Its first and titular track introduces listeners to the end of a relationship: “As your lips curl at the smell of sweetness in this room, keep tying your shoes. You should know the world outside my door has tightened its womb for you. Help me say the darkness of the leaves has come. Forgive has not, forgive not.” Wise peels back the layers of heartbreak, exposing a graceful, yet crushing emotional reckoning. He traces the fissures in intimacy that bring about this unraveling: “You would not get small with me, you would not kneel for me, you would not kiss me.”

Accompanied by a distinct sonic landscape, simultaneously expansive and suffocating, Wise’s vocal prowess takes center stage. But the following track, “flickering,” aptly begins in a much softer place: “I’m starting to feel the cord connecting us two is made of gossamer. I’m starting to kiss these bruises; it hurts that you won’t join me.”

serpentwithfeet is refreshing not only in its honesty, but in its bravery. Wise is unafraid of vulnerability, a characteristic that remains prominent throughout the EP. The following ballad, “four ethers,” is the first explicitly queer song of the collection: “Babe I know you learned some fucked up shit from your mother. Had you tucking your dick, had you hiding the shit that really made you special. Show me yourself.” Wise touches on the nuances of queer love and the many forces it may face: internalized homophobia and mental illness being two of many that the collaboration encounters on four ethers.

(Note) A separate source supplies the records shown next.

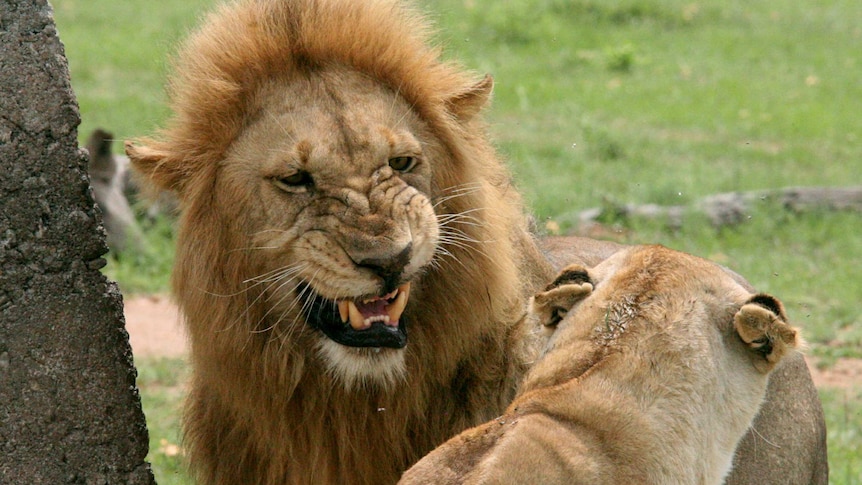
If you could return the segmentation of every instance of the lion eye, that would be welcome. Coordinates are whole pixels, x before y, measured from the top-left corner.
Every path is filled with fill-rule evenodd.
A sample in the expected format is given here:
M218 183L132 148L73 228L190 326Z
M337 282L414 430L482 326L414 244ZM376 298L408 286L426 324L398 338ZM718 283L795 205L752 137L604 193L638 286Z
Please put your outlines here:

The final two tracks – “penance” and “redemption” – bring the listener through the painful realities that dissolved this relationship, into a space of acceptance: “I thought there was redemption in the four ethers … But your name is impossible to know.”

As a whole, “blisters” may leave its listeners reeling or revitalized, or maybe both. There’s no doubt, though, that it is an imaginative and intimate creation, well worth exploring.